I nuovi 800 milioni di dollari in assistenza, di cui Biden ha parlato al telefono con Zelensky, vanno a sommarsi agli 1,7 miliardi di dollari forniti dagli Stati Uniti da quando la Russia ha lanciato il suo attacco il 24 febbraio e ai 2,4 miliardi da quando il presidente è alla Casa Bianca. Nel nuovo pacchetto anche “dispositivi di protezione individuale contro armi chimiche“. Lo ha detto il portavoce del Pentagono, John Kirby, in un briefing con la stampa. Come anticipato da alcune fonti della Difesa, nella lista figurano anche elicotteri Mi-17 e obici, cioè sistemi di artiglieria pesante in grado di colpire un obiettivo fino a 70 chilometri di distanza. L’invio di mezzi di protezione contro armi chimiche è basato, ha ribadito, “sulle preoccupazioni che abbiamo da tempo che Mosca possa usare armi chimiche”. Secondo quanto riferito da Kirby, l’Ucraina ha chiesto agli Usa dei sistemi che non hanno e quindi Washington sta lavorando con “alleati e partner” per farli avere a Kiev. Si tratta, ad esempio, dei sistemi S-300 che di recente la Slovacchia ha inviato all’Ucraina.

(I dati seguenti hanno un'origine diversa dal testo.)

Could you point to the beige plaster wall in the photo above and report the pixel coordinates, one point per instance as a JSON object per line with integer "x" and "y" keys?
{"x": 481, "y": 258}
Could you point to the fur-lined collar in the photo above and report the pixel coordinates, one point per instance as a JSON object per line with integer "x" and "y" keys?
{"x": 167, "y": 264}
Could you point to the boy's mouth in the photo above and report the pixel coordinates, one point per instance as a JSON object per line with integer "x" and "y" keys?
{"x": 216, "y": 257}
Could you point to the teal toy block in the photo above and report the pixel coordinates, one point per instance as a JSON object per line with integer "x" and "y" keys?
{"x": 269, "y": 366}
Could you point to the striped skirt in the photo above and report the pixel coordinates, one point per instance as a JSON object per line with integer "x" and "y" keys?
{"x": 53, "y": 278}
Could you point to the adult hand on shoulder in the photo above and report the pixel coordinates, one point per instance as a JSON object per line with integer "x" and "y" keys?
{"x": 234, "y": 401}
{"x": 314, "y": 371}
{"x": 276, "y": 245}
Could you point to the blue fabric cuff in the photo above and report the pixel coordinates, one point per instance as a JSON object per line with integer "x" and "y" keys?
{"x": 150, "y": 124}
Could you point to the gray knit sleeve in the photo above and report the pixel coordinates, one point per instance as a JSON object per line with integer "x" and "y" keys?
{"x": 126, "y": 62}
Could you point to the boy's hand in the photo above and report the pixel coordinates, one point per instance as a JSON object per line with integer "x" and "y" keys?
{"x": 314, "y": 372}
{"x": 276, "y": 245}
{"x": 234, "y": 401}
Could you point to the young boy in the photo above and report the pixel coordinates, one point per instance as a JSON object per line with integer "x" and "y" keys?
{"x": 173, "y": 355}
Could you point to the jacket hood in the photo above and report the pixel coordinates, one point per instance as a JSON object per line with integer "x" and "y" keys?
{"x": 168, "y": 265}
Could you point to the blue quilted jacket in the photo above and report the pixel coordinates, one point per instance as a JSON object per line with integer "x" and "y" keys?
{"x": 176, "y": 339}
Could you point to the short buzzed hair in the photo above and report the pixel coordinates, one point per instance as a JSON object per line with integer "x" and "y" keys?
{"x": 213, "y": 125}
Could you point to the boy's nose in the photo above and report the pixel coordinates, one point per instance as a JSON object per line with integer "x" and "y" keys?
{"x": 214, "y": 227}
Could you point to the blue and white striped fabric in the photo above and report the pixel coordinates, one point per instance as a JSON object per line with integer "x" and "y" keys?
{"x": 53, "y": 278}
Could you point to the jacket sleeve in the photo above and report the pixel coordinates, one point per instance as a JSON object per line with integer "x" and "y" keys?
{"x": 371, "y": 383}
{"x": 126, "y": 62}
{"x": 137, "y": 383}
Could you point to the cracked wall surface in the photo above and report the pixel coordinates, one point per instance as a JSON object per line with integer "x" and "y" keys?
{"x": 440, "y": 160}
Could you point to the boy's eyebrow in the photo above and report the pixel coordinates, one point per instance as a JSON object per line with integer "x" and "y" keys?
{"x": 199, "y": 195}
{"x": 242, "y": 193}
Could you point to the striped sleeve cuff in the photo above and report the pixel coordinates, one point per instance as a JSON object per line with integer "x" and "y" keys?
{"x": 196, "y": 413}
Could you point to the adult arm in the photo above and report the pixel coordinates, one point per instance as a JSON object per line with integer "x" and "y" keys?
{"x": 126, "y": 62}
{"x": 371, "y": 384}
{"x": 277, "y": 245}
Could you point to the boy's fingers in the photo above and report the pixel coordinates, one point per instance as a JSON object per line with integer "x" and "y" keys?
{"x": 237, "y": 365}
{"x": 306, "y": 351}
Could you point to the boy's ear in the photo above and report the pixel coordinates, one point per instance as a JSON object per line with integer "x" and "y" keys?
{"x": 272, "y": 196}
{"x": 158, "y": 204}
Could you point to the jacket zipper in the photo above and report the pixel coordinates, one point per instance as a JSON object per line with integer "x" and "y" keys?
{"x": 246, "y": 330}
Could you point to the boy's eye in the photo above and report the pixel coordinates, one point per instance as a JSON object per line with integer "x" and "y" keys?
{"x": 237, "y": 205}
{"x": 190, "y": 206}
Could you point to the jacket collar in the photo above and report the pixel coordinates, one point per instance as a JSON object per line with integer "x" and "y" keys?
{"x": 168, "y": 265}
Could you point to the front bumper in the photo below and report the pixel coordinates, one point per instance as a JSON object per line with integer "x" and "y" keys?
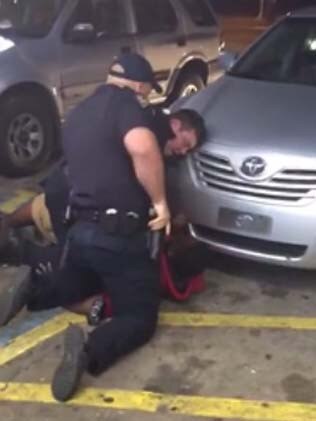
{"x": 291, "y": 240}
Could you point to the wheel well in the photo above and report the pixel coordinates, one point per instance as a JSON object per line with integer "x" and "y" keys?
{"x": 195, "y": 66}
{"x": 36, "y": 90}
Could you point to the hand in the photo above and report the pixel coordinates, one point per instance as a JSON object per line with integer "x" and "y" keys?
{"x": 43, "y": 269}
{"x": 161, "y": 220}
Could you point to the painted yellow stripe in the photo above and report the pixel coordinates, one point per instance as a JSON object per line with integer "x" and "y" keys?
{"x": 20, "y": 197}
{"x": 31, "y": 339}
{"x": 35, "y": 337}
{"x": 237, "y": 321}
{"x": 191, "y": 406}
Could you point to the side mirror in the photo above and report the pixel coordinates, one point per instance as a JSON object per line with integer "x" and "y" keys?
{"x": 227, "y": 59}
{"x": 82, "y": 33}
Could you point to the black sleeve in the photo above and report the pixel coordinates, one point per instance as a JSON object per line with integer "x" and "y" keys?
{"x": 131, "y": 115}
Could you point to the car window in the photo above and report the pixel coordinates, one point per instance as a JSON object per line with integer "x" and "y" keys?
{"x": 281, "y": 7}
{"x": 287, "y": 54}
{"x": 30, "y": 18}
{"x": 199, "y": 12}
{"x": 154, "y": 16}
{"x": 109, "y": 18}
{"x": 236, "y": 7}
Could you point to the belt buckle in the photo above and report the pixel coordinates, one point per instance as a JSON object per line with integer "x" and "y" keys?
{"x": 130, "y": 223}
{"x": 110, "y": 221}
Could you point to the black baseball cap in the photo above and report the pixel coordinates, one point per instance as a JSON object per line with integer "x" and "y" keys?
{"x": 134, "y": 67}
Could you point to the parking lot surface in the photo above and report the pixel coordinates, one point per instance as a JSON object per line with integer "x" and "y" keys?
{"x": 244, "y": 349}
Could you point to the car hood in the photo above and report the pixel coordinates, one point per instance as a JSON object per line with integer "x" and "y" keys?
{"x": 259, "y": 115}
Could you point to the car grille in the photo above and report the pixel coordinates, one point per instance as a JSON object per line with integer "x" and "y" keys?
{"x": 288, "y": 185}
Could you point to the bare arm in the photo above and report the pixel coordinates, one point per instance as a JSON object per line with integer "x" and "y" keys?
{"x": 142, "y": 147}
{"x": 141, "y": 144}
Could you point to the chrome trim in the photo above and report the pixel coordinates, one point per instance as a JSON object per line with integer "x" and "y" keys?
{"x": 241, "y": 252}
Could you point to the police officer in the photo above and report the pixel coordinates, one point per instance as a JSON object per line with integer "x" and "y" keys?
{"x": 116, "y": 174}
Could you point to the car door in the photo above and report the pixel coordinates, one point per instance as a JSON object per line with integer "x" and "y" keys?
{"x": 159, "y": 35}
{"x": 241, "y": 22}
{"x": 84, "y": 64}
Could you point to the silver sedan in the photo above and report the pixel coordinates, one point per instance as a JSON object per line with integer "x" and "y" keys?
{"x": 250, "y": 190}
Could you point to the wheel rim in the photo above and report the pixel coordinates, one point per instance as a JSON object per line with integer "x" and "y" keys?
{"x": 25, "y": 139}
{"x": 189, "y": 90}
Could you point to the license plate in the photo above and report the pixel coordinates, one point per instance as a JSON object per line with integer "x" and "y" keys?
{"x": 244, "y": 221}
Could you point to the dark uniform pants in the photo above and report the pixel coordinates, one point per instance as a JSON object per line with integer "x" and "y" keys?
{"x": 121, "y": 267}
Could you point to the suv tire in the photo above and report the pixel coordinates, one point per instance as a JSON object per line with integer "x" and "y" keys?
{"x": 188, "y": 84}
{"x": 27, "y": 132}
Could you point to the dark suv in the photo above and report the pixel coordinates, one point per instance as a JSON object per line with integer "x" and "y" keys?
{"x": 53, "y": 53}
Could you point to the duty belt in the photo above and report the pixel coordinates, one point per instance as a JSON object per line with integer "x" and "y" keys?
{"x": 111, "y": 220}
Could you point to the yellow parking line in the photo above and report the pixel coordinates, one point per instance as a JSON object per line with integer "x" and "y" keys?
{"x": 31, "y": 339}
{"x": 35, "y": 337}
{"x": 237, "y": 320}
{"x": 20, "y": 197}
{"x": 191, "y": 406}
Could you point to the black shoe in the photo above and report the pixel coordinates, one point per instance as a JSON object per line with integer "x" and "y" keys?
{"x": 69, "y": 372}
{"x": 13, "y": 299}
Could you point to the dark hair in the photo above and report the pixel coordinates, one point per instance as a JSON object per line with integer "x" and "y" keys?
{"x": 191, "y": 120}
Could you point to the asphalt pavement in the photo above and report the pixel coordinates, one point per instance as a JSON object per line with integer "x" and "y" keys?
{"x": 243, "y": 349}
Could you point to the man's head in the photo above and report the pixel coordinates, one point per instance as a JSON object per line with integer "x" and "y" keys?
{"x": 189, "y": 132}
{"x": 135, "y": 72}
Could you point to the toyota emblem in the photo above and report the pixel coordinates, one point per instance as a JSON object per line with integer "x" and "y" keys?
{"x": 253, "y": 166}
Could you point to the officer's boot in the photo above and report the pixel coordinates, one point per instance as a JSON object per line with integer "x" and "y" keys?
{"x": 74, "y": 363}
{"x": 14, "y": 298}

Questo nuovo pacchetto di armi, ha precisato Biden, “conterrà molti dei sistemi altamente efficaci che abbiamo già fornito e altri nuovi studiati per rispondere al più ampio attacco che la Russia lancerà nell’Ucraina orientale. Questi nuovi sistemi includono artiglieria e mezzi corazzati per il trasporto di soldati”. Il presidente ha annunciato anche l’invio di nuovi elicotteri. Inoltre gli Stati Uniti “continuano a facilitare il trasferimento di armi significative dai nostri alleati e partner in tutto il mondo. La fornitura costante di armi che gli Stati Uniti, i loro alleati e partner hanno fornito all’Ucraina è stata fondamentale per sostenere la sua lotta contro l’invasione russa. Ha contribuito a garantire che Putin abbia fallito nel suo obiettivo di conquistare e controllare l’Ucraina”, ha detto il presidente. “Non possiamo mollare ora. Come ho assicurato al presidente Zelensky, il popolo americano continuerà a stare a fianco del coraggioso popolo ucraino nella sua lotta per la libertà”.

La quantità di armi inviata dagli Stati Uniti all’Ucraina potrebbe aver depauperato le scorte americane. Secondo il think tank di Washington Center for Strategic and International Studies, gli Usa avrebbero fatto fuori un terzo delle loro scorte di Javelin e un quarto di quelle di Stinger e ci vorranno dai tre ai cinque anni per rimpinguarle. Anche per questo al Pentagono sono stati convocati otto colossi americani delle armi, tra i quali Boeing, L3Harris, Lockheed Martin e Raytheon, queste ultimi due produttori proprio di Javelin e Stinger. In agenda, nell’incontro presieduto dalla vice ministra della Difesa Kathleen Hicks, tre i temi principali. Innanzitutto le forniture di armi all’Ucraina nel caso la guerra con la Russia si protragga ancora per mesi e anche da qui ai prossimi quattro anni, dopo che le forze di Putin se ne saranno andate. In secondo luogo, Pentagono e aziende della Difesa dovranno elaborare una strategia per rifornire le riserve di quei partner della Nato che hanno ceduto parte dei loro armamenti a Kiev. Infine dovranno pensare alle scorte Usa e alle sfide che, secondo i big delle armi, l’industria americana della Difesa sta affrontando con la crisi della catena degli approvvigionamenti e la carenza di forza lavoro.